The only thing that horrifies me more than the concept of someone being so utterly dependant on me for such a long time - is the idea of someone being so pivotal to my mental health.
I do not want to spend the rest of my life worrying about something that I have very little control over.
Children get hurt, children get bullied, children get sick, children can die - I cannot begin to fathom the absolute chasm of pain it would be to lose a child.
And the responsibility - the neverending responsibility...
You'd have to be perfect ALL of the time, dedicate every, single, waking hour to another person because if you didn't - they could suffer, or cause suffering to others, and as a parent it would be my responsibility to ensure that I was the best I could possibly be for them every single day.
Honestly, I don't actually think I could do it because no matter how I raised my children - I KNOW I could have done better, tried harder, done something in a different way.
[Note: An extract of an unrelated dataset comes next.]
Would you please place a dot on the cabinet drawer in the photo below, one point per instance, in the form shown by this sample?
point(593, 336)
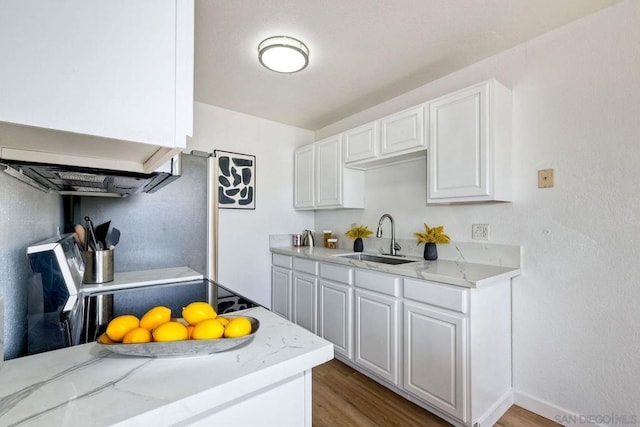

Not to mention the fact that there are far, far too many people already and the thousands of hours and hundreds of thousands of pounds I'd spent on a child could be spent improving the world in a far greater way; having a child would only benefit me because I'd "never have a love like it" or somehow feel like I'd magically brought meaning to my life.
So No, I don't wonder why people have chosen not to have children.
I do look at the endless number of people who seem to have had children without fully thinking about it. Because there are countless number of people out there who rely on others to pay for their children, who are reproducing with feckless, idiotic men and who complain endlessly and passionately about their lack of freedom, lack of sleep, lack of money as if that wasn't a choice that they made for themselves.